Love Letter proudly presents Foule, A2, A3, personne, a group of painted works and a wall of drawings by Michel Bayetto.
An unnamed crowd stretched out in the format of a large painting (Anthropocène series), backs of heads in portrait size (John Doe series): this is the world that Michel Bayetto sets out to paint, “or rather, to depict”, as he says. His use of oil paint, worked with extreme care from dark backgrounds and over a long period of time (“the time it takes to apply the glazes”, he adds) consists in stripping the figures of any identity, and of any recognisable narrative. “The colours are the protagonists”, says the artist. Together or separately, the figures become “persons”: they are the John Does that Bayetto has chosen as the title for his series of portraits of necks that barely stand out against a background. In English-speaking countries, that surname, feminised as Jane Doe, designates an unidentified person: an ‘X’, a ‘some·any·one’. These Lambda people may or may not be in actions, or in stories of which the cause, outcome, or even location are unknown to us. The painting becomes the site of the encounter itself.

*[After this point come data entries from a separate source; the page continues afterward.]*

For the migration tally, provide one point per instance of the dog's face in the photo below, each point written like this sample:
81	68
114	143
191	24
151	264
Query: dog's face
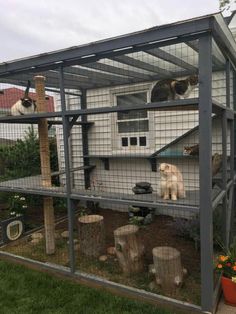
164	169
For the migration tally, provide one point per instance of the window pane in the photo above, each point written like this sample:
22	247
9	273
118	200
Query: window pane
133	141
132	99
142	141
133	126
124	141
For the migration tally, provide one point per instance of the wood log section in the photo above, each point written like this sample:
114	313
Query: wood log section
91	235
129	249
49	219
168	268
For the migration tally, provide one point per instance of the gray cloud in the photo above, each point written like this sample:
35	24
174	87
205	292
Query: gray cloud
30	27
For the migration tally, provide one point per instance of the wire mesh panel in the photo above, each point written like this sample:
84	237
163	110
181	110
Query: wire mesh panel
118	191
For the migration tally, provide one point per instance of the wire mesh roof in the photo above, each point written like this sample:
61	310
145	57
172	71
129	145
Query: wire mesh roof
147	55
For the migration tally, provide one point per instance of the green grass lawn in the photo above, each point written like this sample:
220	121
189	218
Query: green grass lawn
27	291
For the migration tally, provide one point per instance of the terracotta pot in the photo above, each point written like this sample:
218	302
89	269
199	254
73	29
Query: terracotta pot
229	290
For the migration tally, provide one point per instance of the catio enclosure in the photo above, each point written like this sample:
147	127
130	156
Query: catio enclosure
98	186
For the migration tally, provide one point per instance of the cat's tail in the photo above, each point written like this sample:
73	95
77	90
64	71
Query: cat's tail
26	95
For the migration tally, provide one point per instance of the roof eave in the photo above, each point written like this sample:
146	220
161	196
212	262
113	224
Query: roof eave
155	34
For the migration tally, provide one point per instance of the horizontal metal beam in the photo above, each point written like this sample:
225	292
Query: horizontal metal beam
96	77
142	65
151	204
155	34
162	54
194	45
116	70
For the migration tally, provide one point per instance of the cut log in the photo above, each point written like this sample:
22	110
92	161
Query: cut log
129	249
168	268
91	235
49	220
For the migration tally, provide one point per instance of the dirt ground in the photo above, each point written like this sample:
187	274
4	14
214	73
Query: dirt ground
161	232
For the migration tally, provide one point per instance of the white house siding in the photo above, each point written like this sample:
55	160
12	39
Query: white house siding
164	126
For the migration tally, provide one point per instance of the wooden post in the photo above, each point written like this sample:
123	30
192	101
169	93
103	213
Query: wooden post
129	249
91	235
49	222
168	268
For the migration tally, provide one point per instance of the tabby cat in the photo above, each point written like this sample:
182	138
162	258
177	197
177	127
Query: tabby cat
25	105
170	89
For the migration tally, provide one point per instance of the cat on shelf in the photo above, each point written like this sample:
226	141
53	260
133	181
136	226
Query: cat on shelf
191	150
172	185
170	89
25	105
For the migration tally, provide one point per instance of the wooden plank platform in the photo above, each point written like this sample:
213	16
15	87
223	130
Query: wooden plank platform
33	185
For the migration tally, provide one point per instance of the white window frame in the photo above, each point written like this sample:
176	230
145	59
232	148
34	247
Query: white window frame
116	137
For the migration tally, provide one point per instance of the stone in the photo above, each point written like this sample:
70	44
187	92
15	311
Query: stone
148	219
76	247
35	241
103	258
75	241
151	269
152	285
65	234
36	235
111	250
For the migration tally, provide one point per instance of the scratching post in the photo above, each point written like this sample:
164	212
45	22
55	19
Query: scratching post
91	235
49	222
129	249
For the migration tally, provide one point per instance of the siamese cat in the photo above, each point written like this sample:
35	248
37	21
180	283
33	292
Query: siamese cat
172	185
25	105
170	89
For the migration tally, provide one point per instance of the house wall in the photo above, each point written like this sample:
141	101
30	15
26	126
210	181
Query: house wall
165	126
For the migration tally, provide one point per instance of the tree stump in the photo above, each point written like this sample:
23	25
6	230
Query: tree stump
168	268
91	235
129	249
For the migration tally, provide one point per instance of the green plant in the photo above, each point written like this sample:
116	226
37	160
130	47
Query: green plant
226	264
17	205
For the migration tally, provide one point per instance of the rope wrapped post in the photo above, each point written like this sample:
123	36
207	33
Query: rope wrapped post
168	268
49	220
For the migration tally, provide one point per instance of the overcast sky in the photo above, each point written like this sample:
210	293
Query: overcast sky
29	27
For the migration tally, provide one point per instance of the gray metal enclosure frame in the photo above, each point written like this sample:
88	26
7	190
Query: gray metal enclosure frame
204	30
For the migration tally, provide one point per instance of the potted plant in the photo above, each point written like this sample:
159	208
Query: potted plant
226	265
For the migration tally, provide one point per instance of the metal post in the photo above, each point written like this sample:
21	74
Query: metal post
224	178
205	171
70	205
85	139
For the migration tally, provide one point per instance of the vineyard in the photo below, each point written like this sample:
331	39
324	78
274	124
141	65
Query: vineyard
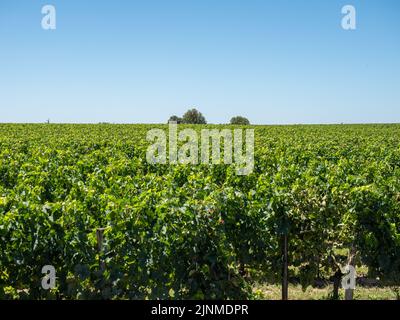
83	198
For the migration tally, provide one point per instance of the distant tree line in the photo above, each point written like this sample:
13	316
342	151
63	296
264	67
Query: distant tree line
193	116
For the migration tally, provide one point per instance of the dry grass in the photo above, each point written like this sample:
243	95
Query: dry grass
273	292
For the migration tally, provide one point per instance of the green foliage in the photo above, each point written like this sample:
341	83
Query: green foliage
186	231
193	116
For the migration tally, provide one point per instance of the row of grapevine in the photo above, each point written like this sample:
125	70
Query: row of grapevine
192	231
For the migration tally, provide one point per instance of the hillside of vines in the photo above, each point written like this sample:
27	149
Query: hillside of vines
192	231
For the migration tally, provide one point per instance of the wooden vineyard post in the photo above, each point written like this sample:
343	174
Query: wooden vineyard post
348	293
285	268
100	238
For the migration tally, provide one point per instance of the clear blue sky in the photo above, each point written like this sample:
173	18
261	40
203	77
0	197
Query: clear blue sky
274	62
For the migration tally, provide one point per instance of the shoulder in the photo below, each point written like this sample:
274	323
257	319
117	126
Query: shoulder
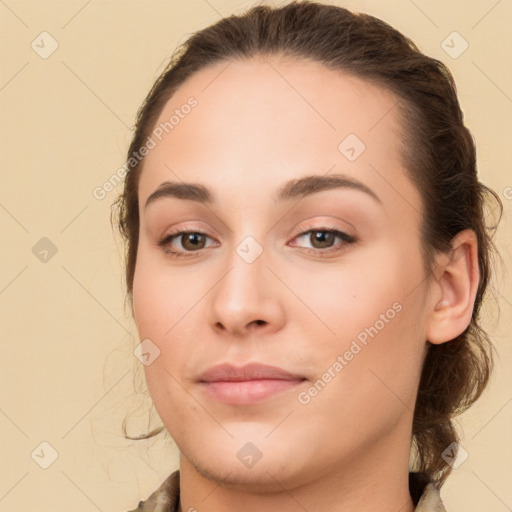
165	498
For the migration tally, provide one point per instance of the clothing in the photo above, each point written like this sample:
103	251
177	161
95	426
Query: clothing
166	498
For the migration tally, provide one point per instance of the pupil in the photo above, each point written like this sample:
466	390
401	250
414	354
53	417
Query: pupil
324	238
194	239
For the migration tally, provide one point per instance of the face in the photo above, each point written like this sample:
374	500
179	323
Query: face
301	251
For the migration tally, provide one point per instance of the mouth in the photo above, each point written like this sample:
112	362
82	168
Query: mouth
247	385
249	391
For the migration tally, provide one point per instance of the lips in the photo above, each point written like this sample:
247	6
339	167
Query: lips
249	384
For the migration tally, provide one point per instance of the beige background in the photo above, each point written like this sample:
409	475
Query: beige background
67	364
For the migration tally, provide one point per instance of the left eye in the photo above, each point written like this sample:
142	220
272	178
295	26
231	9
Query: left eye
324	238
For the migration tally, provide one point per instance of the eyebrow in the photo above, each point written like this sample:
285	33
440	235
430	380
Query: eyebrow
297	188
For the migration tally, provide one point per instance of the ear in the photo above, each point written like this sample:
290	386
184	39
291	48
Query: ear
453	289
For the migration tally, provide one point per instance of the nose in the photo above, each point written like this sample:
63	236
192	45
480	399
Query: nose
246	300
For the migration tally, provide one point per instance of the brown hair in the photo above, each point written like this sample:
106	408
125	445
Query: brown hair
438	152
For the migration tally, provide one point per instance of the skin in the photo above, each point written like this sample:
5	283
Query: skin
258	124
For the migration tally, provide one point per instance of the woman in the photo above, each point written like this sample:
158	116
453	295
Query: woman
306	261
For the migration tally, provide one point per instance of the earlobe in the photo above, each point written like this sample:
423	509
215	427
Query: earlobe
454	290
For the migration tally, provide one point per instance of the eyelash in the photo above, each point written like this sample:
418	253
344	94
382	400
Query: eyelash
166	241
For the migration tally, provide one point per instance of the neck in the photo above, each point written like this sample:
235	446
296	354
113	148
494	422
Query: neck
377	481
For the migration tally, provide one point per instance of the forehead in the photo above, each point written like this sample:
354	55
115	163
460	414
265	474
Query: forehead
261	121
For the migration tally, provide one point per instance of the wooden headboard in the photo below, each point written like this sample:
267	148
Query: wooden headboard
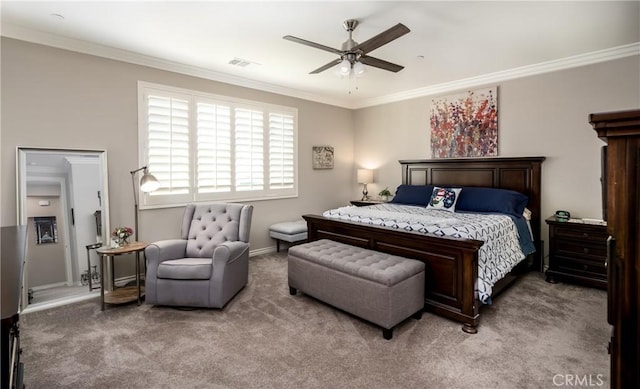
522	174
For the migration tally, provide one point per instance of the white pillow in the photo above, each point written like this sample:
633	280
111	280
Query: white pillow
444	198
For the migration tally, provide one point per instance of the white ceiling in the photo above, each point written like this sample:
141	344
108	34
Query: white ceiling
452	45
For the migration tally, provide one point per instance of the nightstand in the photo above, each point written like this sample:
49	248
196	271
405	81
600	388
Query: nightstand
362	203
577	252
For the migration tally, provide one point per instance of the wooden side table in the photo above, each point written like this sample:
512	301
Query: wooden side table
125	294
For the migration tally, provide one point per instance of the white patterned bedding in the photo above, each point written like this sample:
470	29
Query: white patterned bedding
498	255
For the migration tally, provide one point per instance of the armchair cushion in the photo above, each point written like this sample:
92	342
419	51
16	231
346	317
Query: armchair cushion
211	226
185	269
208	265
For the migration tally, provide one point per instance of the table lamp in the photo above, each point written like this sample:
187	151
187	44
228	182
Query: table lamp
365	176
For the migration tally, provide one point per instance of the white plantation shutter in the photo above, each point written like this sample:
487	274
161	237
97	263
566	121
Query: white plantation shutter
281	151
214	159
168	143
249	129
203	147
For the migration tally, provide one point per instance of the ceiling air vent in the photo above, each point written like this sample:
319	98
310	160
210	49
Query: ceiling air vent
243	63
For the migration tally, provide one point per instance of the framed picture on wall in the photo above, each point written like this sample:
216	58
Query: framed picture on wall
46	229
322	157
465	124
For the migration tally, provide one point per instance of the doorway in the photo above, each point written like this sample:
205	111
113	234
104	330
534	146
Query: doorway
62	198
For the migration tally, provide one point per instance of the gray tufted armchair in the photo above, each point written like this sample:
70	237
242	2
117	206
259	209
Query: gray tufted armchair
209	265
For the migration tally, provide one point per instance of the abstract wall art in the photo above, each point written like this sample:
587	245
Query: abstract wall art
322	157
465	124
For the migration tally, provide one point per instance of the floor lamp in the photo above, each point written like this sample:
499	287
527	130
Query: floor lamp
148	183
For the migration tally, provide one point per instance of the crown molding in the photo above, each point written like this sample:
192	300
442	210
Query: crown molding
29	35
510	74
16	32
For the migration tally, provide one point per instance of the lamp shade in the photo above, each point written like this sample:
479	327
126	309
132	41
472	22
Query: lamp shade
358	68
365	176
344	67
148	183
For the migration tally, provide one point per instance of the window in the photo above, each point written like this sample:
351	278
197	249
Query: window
203	147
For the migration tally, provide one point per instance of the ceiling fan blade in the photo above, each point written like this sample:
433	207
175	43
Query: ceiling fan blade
383	38
327	66
379	63
312	44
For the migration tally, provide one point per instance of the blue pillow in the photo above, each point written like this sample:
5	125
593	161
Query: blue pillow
478	199
413	195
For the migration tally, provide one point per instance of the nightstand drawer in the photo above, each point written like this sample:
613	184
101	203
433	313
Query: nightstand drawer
583	248
577	266
592	233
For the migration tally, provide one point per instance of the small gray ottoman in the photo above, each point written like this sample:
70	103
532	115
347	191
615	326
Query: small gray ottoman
381	288
291	232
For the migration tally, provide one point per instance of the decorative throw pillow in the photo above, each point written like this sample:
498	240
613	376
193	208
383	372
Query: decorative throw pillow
444	198
413	194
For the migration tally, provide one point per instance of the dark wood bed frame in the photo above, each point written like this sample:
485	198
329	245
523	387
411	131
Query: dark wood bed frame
451	264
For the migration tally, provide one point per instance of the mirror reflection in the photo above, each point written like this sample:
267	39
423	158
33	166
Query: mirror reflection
62	198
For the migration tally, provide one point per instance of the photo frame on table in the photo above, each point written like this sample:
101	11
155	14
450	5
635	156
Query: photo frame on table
46	229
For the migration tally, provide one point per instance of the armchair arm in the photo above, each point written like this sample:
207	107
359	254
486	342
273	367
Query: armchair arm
230	271
229	251
165	250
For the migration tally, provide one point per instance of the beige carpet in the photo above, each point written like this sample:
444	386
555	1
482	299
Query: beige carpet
266	338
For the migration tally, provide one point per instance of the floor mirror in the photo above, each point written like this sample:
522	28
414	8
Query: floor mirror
62	197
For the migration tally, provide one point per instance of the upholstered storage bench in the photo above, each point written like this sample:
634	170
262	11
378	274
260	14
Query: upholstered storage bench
291	232
381	288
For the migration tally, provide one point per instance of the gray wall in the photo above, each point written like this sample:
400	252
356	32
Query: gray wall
59	98
544	115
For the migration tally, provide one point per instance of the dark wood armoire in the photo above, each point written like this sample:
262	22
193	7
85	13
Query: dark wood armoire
621	177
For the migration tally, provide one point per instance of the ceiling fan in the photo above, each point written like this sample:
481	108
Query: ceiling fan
354	54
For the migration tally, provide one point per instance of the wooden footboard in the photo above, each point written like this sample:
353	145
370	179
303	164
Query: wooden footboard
451	264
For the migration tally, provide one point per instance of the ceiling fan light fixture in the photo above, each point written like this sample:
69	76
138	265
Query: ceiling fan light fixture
358	68
344	67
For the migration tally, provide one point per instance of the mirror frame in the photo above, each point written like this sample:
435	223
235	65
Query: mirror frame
21	191
21	181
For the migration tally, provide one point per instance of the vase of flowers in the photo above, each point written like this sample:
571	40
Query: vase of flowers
121	235
385	194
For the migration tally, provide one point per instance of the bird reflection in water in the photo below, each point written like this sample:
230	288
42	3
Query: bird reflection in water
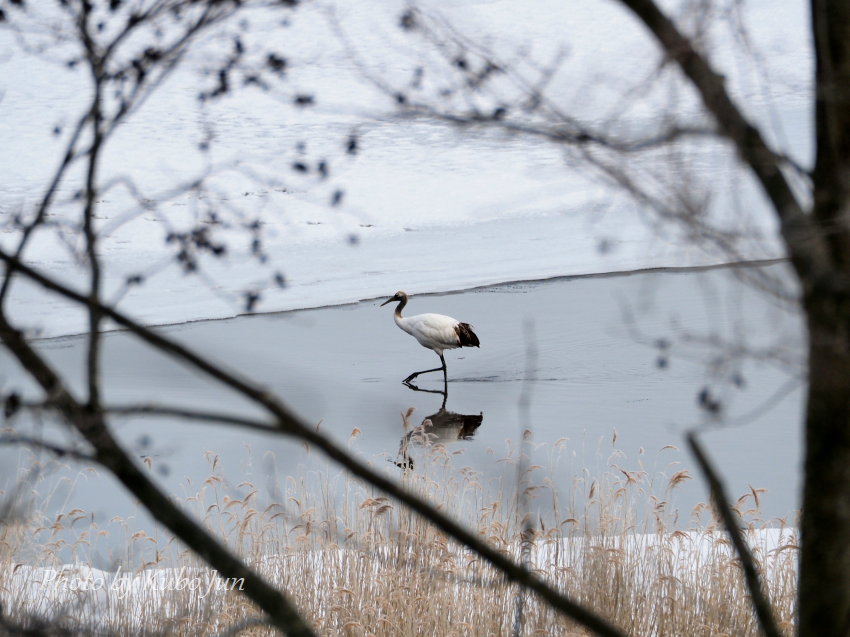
442	427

Michel Bayetto keeps art history in mind, from Georges Seurat to Agnes Martin. Like these painters, he understands that in order to become a meeting place, painting had to render its models inexpressive: photographs torn from a magazine or pointed out by a friend (Anthropocène series), ghosts or fantasies imagined by the artist (John Doe series), or life drawing models (Plages series, E-Jizz series, Acolytes series). By erasing their inner life in the fabric of the material, the works of Bayetto compose an optical theatre of pose, silence and shadows. “Colours, as fluid events, gradually become the bearers of a subjective existence,’ he explains. They refer to something floating in a world where inside and outside are irrelevant.